Enhanced DTV evolves at ATSC

An industry effort to standardize the digital broadcasting of enhanced-television content is making slow but steady progress, according to the Advanced Television Systems Committee.

Work has been under way on the proposed DASE (DTV Application Software Environment) standard for more than two years. DASE would govern a layer of software in digital TV receivers that would allow broadcasters to transmit ancillary data and have it displayed in a consistent way. Applications could include offering statistics along with a football game or adding exit-poll data to live election coverage.

Such applications are already being offered by broadcast networks today in a "two-box" mode through a combination of Internet content shown on PCs and traditional television programming (see story, page 40). But DASE would enable such functionality on one digital TV screen as part of a "lean-back" interactive TV experience.

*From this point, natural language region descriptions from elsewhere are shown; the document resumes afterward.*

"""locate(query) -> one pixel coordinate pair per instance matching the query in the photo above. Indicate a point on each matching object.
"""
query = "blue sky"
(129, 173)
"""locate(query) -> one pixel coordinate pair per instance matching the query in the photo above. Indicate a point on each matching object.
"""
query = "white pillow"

The standard is distinct from the ATSC data-broadcasting standard ratified in July. That standard, known as S13, defines protocols for how broadcasters insert data into their 19.4 Mb/s digital streams. The standard is agnostic as to content and applies equally to sending nonprogramming-related data to PCs, as proposed by Geocast and iBlast, as to broadcasting enhanced content to digital television sets.

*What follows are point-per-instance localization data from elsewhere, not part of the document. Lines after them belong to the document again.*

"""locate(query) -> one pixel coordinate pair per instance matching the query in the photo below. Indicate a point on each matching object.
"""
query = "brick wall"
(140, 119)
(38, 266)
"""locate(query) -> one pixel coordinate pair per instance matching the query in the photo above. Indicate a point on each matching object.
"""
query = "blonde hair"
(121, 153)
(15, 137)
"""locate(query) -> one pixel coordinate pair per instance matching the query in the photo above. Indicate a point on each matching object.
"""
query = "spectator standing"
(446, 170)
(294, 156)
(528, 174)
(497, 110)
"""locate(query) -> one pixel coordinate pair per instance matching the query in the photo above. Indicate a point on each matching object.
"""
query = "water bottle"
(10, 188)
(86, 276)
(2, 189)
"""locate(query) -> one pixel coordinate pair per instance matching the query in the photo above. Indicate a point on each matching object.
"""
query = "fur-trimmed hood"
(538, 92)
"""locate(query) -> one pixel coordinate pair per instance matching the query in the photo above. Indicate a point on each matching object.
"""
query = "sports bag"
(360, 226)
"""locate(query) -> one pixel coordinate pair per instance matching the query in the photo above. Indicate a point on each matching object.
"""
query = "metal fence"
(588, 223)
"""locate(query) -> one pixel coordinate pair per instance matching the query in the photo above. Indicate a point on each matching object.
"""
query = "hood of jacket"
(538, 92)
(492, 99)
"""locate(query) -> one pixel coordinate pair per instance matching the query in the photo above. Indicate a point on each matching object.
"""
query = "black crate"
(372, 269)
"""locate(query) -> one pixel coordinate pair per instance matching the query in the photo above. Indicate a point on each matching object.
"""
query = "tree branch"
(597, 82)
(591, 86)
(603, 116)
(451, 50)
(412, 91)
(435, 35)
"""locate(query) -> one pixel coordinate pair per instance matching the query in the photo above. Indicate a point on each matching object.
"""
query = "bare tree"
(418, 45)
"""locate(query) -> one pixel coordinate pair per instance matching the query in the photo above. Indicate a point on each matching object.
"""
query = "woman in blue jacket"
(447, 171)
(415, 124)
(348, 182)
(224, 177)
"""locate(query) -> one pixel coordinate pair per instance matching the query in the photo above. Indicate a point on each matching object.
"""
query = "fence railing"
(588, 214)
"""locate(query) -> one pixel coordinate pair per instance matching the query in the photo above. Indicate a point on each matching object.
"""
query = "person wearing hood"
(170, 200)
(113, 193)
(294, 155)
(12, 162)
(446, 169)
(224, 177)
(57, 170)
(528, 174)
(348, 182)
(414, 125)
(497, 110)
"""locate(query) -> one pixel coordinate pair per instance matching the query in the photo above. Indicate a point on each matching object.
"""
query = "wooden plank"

"DASE determines the kind of content that you can transmit and the middleware in the receivers," explains ATSC Executive Director Mark Richer. "We want it to be defined just enough so the content can be received and processed properly. Manufacturers can still choose the hardware and the operating system they want."

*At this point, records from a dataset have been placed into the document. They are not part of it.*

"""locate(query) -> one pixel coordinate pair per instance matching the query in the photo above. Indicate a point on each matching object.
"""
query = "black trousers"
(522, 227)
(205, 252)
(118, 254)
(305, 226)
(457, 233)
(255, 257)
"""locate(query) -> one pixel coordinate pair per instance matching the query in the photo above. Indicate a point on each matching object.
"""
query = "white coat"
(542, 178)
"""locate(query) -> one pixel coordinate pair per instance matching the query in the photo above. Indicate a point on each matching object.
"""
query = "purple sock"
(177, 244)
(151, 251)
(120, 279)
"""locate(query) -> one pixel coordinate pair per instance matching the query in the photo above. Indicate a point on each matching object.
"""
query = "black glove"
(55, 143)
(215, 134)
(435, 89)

The technology-specialists group that is developing DASE (known within the ATSC as T3/S17) has been holding frequent meetings and is "progressing along very well," says Richer. He expects that the standard, which currently comprises about six separate documents, will be balloted at the technical-group level by the end of the year. If it passes that step, DASE will be presented to the general ATSC membership in early 2001 for a six-week balloting process. The key parts of the standard could be formalized by NAB 2001, says Richer. Other sources say that time frame is overly optimistic and predict the standard won't near completion until summer 2001.

The latest DASE development adds support for applications based on the HTML programming language (and the related XHTML and XML languages) as well as for those using the more complex Java programming language. Such HTML-based applications, known within DASE as "declarative applications" compared with Java-based "procedural applications," should make it easier for broadcasters to create interactive content.

"The DASE technical committee wanted to use the technology created for the Internet by WC3 [the World Wide Web Consortium] as a means of creating interactive television content," says Dr. Glenn Adams, Gemstar-TV Guide International's systems architect for digital television and the primary author of the declarative-applications component in DASE. "Typical graphics designers are not Java coders, but they know how to create content with their tools and then output them to XHTML. If a creative enhancement is based on Java, then you need a staff of programmers. With Java-based programming, you can do a lot more with the box, but it has a higher cost. So we needed both types of content, Java and Web-like, and an environment to support that."

Whereas Java is good for complex applications like creating an electronic-program guide, putting a small logo bug on the screen or displaying player statistics is "real easy to do with HTML," says Mike Dolan, a consultant for DirecTV and an active DASE participant. "There's a class of problems where it's really obvious which one you would choose."

The inclusion of declarative applications in DASE should make it easier for PBS to repurpose its extensive Web content for DTV, says PBS Chief Technology Officer John Tollefson. "The basic dilemma we find ourselves in is attempting to support a standard that will allow the use of existing content authored in HTML, while still allowing future applications that are much richer."

But don't expect enhanced applications to reach DTV sets anytime soon. Even if DASE is ratified this spring, a DASE-enabled DTV set wouldn't hit store shelves until 2002 at the earliest, says Ed Milbourn, manager of advanced television planning for Thomson Consumer Electronics. "Before it's commercialized, we have to make sure it works as advertised."

In the meantime, Thomson will wait to see how the DASE standard evolves before it "puts a whole bunch of code" which may not be used into a digital TV set.

"Anticipating something like that can cost a lot of money," says Milbourn.